I created keystore using these directions:

https://docs.oracle.com/en/database/other-databases/nosql-database/12.2.4.5/security/import-key-pair-java-keystore.html

and the bottom of this link to create the truststore:

https://docs.oracle.com/en/database/other-databases/nosql-database/12.2.4.5/security/java-keystore-preparation.html

This seems to have solved the issue.

3

I am still seeing errors:

Exception during establishing a SSL connection: PKIX path validation failed: java.security.cert.CertPathValidatorException: Path does not chain with any of the trust anchors

javax.net.ssl.SSLHandshakeException: PKIX path validation failed: java.security.cert.CertPathValidatorException: Path does not chain with any of the trust anchors

4

Okay for ODFE version 1.11 - the keystore / truststore instruction I posted previously work. However, I found through another issue I posted about regarding another issue - you need to add this to this config file:

opendistro_security.ssl.http.keystore_keypassword

And whatever the password that was created.

5

I thought I had this solved - but still seeing errors

PKIX path validation failed: java.security.cert.CertPathValidatorException: Path does not chain with any of the trust anchors

6

I’ve been fighting with the same issue and finally found a solution. Where it presented itself was when I was trying to post an alert to a webhook.

My Setup

  • Windows Server 2019
  • Docker for Windows
  • 2 nodes and Kibana - as per the Open Distro Docker install guide

What confused me to no end is that the exact same docker setup running on a different machine worked. I tested on a Windows 10 machine with Docker for Windows and also a mini server running Ubuntu server and Docker.

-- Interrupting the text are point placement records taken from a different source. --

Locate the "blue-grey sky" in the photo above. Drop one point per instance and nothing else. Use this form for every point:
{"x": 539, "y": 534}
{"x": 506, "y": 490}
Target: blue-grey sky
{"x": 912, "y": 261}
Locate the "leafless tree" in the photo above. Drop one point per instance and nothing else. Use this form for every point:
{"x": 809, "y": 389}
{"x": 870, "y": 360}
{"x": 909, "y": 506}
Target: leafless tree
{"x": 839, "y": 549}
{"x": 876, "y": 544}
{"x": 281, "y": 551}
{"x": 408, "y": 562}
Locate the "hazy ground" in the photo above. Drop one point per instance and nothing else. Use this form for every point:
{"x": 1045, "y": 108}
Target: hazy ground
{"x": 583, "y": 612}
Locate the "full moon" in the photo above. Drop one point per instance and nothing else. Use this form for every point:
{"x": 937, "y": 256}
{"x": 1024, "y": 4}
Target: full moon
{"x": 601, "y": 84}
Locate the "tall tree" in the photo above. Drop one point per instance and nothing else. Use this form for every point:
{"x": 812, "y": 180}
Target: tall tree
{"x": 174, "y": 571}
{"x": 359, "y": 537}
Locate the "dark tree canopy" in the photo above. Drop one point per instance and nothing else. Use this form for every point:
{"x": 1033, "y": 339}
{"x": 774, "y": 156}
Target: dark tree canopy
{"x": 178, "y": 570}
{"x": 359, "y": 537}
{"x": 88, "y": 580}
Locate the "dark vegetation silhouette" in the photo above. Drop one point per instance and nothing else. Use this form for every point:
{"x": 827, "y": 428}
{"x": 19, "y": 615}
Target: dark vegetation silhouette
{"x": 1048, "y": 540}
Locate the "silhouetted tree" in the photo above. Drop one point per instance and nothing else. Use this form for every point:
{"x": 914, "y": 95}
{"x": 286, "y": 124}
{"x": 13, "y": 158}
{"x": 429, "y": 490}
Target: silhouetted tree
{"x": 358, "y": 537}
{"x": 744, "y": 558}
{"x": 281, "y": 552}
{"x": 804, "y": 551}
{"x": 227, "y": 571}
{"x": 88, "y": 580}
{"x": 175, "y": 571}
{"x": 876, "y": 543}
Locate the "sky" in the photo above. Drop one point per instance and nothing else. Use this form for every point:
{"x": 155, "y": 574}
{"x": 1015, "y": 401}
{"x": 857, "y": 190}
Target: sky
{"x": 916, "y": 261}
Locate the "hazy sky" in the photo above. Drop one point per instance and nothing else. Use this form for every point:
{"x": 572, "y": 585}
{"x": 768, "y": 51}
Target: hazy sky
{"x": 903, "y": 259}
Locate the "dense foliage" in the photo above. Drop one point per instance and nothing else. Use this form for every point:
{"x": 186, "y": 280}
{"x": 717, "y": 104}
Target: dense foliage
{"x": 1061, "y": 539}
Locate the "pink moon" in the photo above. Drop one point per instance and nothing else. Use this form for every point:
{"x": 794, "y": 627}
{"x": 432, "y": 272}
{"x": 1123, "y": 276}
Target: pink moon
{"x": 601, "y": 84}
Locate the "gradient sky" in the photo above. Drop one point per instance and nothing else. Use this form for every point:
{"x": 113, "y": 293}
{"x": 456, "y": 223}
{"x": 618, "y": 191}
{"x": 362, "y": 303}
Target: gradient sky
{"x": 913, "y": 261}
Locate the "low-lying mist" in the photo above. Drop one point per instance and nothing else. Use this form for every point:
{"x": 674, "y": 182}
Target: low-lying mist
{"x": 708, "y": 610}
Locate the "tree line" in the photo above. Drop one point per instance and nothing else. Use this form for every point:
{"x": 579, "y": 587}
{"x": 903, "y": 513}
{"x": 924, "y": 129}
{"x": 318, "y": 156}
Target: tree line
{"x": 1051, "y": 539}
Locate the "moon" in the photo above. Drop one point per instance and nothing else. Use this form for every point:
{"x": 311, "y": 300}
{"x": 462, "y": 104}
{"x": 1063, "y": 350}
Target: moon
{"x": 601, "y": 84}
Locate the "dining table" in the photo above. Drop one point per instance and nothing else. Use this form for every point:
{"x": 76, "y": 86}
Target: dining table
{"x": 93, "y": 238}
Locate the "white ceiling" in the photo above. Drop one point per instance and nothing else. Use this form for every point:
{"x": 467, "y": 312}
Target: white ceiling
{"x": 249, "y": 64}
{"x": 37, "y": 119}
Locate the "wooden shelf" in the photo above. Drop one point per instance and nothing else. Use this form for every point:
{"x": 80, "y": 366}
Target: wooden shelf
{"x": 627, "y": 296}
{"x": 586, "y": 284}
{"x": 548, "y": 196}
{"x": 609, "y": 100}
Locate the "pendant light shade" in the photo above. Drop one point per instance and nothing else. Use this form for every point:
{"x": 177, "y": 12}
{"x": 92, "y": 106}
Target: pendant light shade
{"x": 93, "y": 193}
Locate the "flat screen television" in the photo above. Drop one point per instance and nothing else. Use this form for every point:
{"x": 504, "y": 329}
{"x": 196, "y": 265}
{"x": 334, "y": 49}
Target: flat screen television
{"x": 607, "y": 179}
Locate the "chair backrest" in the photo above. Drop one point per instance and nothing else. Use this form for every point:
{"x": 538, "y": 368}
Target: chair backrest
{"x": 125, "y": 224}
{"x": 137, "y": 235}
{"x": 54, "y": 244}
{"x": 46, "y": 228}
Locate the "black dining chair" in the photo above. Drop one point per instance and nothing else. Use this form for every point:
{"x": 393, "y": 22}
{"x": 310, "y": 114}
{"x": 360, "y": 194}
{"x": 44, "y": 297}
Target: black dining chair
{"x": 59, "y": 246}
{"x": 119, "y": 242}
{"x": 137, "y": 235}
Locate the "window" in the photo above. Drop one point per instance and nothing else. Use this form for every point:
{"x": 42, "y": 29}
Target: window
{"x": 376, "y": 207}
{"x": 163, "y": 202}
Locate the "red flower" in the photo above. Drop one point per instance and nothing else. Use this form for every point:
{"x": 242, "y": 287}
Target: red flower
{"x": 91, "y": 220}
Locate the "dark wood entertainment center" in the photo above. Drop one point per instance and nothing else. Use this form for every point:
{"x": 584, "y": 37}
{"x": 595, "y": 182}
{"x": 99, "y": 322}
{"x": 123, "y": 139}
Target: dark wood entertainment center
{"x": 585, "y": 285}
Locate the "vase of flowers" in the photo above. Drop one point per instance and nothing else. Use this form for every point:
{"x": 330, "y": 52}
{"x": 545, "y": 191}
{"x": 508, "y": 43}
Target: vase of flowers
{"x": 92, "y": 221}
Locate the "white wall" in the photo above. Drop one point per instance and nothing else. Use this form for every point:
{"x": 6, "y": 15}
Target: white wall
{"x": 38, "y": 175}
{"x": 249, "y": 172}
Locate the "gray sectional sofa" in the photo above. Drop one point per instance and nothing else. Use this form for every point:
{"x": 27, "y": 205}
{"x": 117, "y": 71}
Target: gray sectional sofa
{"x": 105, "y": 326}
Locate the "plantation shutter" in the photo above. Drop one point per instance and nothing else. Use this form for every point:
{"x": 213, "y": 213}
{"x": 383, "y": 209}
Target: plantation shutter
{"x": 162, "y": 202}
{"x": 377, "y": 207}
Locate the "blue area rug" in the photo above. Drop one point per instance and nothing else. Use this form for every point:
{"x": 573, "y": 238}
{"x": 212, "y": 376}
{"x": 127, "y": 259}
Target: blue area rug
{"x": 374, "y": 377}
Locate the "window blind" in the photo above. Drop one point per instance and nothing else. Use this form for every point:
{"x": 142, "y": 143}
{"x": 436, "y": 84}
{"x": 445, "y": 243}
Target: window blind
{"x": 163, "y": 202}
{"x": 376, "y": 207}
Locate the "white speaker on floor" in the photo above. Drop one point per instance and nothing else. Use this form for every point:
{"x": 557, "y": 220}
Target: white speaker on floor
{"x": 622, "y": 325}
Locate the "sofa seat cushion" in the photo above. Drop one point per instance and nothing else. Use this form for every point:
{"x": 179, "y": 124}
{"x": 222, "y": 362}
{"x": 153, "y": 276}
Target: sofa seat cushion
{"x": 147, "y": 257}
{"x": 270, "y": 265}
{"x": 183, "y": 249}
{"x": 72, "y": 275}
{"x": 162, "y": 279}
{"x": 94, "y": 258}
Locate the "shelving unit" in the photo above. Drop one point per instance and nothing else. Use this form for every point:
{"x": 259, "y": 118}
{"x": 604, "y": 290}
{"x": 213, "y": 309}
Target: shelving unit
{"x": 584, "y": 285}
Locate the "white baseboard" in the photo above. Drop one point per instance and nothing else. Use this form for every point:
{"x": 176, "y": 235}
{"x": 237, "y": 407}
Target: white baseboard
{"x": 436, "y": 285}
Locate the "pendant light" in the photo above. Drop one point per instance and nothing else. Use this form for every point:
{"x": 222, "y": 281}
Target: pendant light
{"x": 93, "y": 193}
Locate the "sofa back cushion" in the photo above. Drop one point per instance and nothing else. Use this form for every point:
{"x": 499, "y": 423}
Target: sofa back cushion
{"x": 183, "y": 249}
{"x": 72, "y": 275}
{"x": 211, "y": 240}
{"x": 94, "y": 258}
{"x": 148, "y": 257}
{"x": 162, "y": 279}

What finally set me on the right path was connecting to one of the running containers and running
docker exec <container id> curl https://www.google.com

This produced a warning
curl: (60) Peer's Certificate issuer is not recognized. More details here: http://curl.haxx.se/docs/sslcerts.html

This solution on Stack Overflow helped me.

What I did

  1. Open Google Chrome on the Windows Server machine.
  2. Navigate to https://www.google.com
  3. Click on the padlock icon and select “Certificate”
  4. A new windows opens. Click on “Certification Path”
    image
  5. This is the certificate (Fxxxxxxxxx) you need to export in the SO answer step
    Export company trusted root certificate with .cer extension. Somthing naming external root certificate
  6. In Windows open “Manage computer certificates”
  7. In my case the certificate was under “Trusted Root Certification Authorities”.
  8. Right click on the certificate and select “All Tasks → Export”. Select where you want to save the *.cer file.
  9. Continue with the steps in the SO answer.

Tips:

  • To be able to use OpenSSL I installed Ubuntu 20.04 using Windows Subsystem for Linux
  • I copied the *.PEM file into the container using the command
  • docker cp <C:\source\path\file.cer> <container id>:/etc/pki/ca-trust/source/anchors/
  • You’ll need to restart the OpenDistro containers for the changes to take effect.

I realise that copying the *.cer file into the container isn’t the best idea, but was a quick way to see if the solution worked.